Let’s see one of the popular survey on the WB. We can also use id number
of the study, which is 3110 instead of the name (See next code chunk).
data_files(id = "TZA_1991_KHDS_v01_M", org = "wb") |>
head() |>
my_gt_theme()| id | sid | file_id | file_name | description | case_count | var_count |
|---|---|---|---|---|---|---|
| 81328 | 359 | F1 | Wave1_HH_S_____HH | Miscellaneous | 981 | 163 |
| 81329 | 359 | F2 | Wave1_HH_S00B_OTH | Section verification | 18258 | 16 |
| 81330 | 359 | F3 | Wave1_HH_S1___IND | Household Roster | 5373 | 25 |
| 81331 | 359 | F4 | Wave1_HH_S2___KID | Children Residing Elsewhere | 3394 | 28 |
| 81332 | 359 | F5 | Wave1_HH_S3___IND | Parents | 5298 | 27 |
| 81333 | 359 | F6 | Wave1_HH_S4___BUS | Overview of Household Businesses | 334 | 7 |
How about variables included in the data file? Of course you can check them as well.
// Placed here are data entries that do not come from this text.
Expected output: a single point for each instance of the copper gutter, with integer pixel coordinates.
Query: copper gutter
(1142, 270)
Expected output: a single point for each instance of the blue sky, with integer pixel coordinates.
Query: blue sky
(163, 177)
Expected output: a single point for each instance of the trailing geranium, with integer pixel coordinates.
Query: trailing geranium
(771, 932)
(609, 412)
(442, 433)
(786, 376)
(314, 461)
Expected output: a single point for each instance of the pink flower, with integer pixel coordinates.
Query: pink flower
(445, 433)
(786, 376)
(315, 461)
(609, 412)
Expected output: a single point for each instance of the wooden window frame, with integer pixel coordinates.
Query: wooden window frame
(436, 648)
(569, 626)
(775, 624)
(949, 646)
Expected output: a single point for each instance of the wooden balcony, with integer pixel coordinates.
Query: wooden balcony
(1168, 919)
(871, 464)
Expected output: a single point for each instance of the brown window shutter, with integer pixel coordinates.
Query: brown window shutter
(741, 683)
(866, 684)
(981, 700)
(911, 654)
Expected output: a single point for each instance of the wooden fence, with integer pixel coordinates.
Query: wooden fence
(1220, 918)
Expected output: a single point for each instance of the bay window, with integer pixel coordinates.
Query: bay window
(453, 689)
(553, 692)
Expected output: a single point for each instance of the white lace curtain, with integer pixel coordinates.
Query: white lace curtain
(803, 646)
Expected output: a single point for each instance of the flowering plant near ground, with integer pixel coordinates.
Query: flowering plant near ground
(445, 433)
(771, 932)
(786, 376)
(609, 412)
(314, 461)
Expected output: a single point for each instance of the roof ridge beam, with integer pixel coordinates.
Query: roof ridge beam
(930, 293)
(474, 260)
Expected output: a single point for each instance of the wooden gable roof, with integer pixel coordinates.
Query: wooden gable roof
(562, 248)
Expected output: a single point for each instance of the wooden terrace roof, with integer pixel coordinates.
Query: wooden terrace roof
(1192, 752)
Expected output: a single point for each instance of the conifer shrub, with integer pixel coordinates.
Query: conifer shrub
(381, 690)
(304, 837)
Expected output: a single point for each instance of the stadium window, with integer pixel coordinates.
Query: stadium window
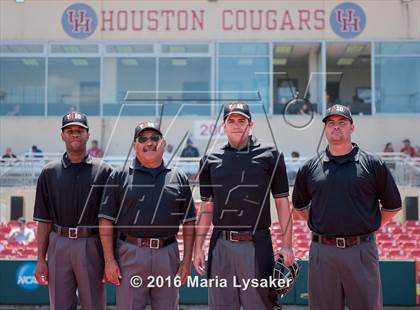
(22, 85)
(243, 70)
(73, 85)
(349, 76)
(397, 77)
(129, 74)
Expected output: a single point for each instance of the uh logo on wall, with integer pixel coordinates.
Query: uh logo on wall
(79, 20)
(348, 20)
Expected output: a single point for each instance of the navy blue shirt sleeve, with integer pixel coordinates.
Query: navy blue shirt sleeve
(111, 197)
(206, 190)
(279, 184)
(301, 197)
(387, 190)
(42, 208)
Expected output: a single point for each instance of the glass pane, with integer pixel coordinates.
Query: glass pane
(349, 76)
(245, 76)
(22, 86)
(294, 75)
(74, 49)
(189, 77)
(397, 84)
(185, 48)
(244, 49)
(130, 48)
(73, 85)
(21, 48)
(128, 74)
(399, 48)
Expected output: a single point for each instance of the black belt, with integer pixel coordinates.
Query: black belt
(76, 232)
(152, 243)
(343, 242)
(237, 235)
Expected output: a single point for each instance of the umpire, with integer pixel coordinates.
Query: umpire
(147, 202)
(235, 182)
(68, 196)
(338, 192)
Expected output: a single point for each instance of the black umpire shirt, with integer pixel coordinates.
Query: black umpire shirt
(343, 192)
(239, 182)
(147, 203)
(69, 194)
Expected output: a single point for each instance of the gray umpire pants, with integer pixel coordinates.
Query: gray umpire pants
(144, 262)
(236, 259)
(75, 264)
(338, 276)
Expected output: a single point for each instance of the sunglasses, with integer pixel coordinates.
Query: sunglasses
(144, 139)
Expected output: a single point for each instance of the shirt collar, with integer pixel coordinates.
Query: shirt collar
(253, 142)
(352, 156)
(66, 162)
(136, 165)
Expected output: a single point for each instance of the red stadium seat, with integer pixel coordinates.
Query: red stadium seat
(5, 229)
(412, 245)
(386, 244)
(411, 223)
(415, 254)
(405, 237)
(384, 236)
(399, 230)
(7, 252)
(397, 254)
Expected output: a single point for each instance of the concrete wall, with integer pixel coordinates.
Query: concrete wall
(371, 133)
(29, 201)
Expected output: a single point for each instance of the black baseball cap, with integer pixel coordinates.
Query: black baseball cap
(145, 126)
(238, 108)
(340, 110)
(74, 118)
variables(id = 359, file_id = "F3") |>
head() |>
my_gt_theme()| uid | sid | fid | vid | name | labl |
|---|---|---|---|---|---|
| 265957 | 359 | F3 | V180 | cluster | Cluster |
| 265958 | 359 | F3 | V181 | hh | Household Number |
| 265959 | 359 | F3 | V182 | id | Individual ID Code in HH |
| 265960 | 359 | F3 | V183 | wave | Wave |
| 265961 | 359 | F3 | V184 | passage | Passage |
| 265962 | 359 | F3 | V185 | sex | S1Q2: Sex |
Variables in microdata are often named something that has nothing to do with the variable except question order like this.
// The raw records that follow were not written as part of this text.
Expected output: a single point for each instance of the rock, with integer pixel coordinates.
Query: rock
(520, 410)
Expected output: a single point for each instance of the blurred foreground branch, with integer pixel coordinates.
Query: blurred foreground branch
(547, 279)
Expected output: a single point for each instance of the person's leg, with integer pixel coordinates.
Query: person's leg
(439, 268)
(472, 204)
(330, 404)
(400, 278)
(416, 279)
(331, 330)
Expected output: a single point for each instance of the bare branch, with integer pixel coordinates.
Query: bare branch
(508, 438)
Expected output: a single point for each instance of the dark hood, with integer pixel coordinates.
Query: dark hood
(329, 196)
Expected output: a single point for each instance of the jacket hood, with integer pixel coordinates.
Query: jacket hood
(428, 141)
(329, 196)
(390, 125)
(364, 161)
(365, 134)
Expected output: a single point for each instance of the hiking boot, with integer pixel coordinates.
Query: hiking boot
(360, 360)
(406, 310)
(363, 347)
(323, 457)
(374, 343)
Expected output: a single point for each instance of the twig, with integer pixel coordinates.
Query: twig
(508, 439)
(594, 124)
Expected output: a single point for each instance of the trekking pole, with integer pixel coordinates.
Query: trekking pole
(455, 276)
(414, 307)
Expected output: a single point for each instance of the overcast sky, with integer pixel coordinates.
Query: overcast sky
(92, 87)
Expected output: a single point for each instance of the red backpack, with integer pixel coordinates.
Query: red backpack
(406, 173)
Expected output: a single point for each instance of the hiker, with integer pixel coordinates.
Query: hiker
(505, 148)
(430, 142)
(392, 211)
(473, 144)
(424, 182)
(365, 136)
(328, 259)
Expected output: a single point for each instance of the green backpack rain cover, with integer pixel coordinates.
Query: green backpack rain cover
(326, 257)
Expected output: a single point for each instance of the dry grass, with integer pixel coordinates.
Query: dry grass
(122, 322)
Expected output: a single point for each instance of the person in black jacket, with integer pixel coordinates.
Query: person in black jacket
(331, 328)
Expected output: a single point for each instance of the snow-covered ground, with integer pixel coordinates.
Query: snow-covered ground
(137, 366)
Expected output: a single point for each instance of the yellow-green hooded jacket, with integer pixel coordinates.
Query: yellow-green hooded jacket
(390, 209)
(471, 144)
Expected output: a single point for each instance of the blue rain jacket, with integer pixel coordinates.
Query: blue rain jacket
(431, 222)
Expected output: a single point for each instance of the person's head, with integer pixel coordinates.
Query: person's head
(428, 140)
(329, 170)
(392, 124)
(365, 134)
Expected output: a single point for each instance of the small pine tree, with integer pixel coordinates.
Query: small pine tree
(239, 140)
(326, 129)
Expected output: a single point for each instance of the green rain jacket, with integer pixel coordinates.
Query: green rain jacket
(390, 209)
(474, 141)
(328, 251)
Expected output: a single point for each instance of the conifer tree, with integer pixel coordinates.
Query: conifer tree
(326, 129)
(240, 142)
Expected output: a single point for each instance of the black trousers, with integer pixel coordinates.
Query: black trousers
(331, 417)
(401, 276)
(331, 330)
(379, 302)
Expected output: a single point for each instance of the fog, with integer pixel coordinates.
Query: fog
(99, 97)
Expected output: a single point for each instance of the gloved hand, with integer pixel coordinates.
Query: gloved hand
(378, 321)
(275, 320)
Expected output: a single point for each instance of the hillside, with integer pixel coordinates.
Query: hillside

| id | v1 | v2 | v3 | v4 |
|---|---|---|---|---|
| 1 | 44 | male | master | 6395.007 |
| 2 | 48 | female | phd | 7402.144 |
| 3 | 43 | female | master | 5496.753 |
| 4 | 32 | female | phd | 4200.946 |
| 5 | 39 | male | master | 5391.046 |
| 6 | 47 | female | phd | 7186.892 |
Then you can prepare another data that contains metadata like this. It will be explained in detail in vignettes later.
| var_id | var_name | label |
|---|---|---|
| id | individual_id | Respondent ID |
| v1 | age | Age of respondent |
| v2 | sex | Sex of respondent |
| v3 | education | Educational level |
| v4 | salary | Monthly salay ($) |
You can use set_attributes function to rename and set labels to these
variables.
my_data <- set_attributes(
mdt,
mtdt,
old_name = var_id,
new_name = var_name,
label = label)
head(my_data) |> my_gt_theme()| individual_id | age | sex | education | salary |
|---|---|---|---|---|
| 1 | 44 | male | master | 6395.007 |
| 2 | 48 | female | phd | 7402.144 |
| 3 | 43 | female | master | 5496.753 |
| 4 | 32 | female | phd | 4200.946 |
| 5 | 39 | male | master | 5391.046 |
| 6 | 47 | female | phd | 7186.892 |
labels are also assigned.
str(my_data)
#> 'data.frame': 100 obs. of 5 variables:
#> $ individual_id: int 1 2 3 4 5 6 7 8 9 10 ...
#> ..- attr(*, "label")= chr "Respondent ID"
#> $ age : int 44 48 43 32 39 47 40 34 49 43 ...
#> ..- attr(*, "label")= chr "Age of respondent"
#> $ sex : Factor w/ 2 levels "female","male": 2 1 1 1 2 1 2 2 1 2 ...
#> ..- attr(*, "label")= chr "Sex of respondent"
#> $ education : Factor w/ 3 levels "bachelor","master",..: 2 3 2 3 2 3 1 1 1 1 ...
#> ..- attr(*, "label")= chr "Educational level"
#> $ salary : num 6395 7402 5497 4201 5391 ...
#> ..- attr(*, "label")= chr "Monthly salay ($)"More coming soon!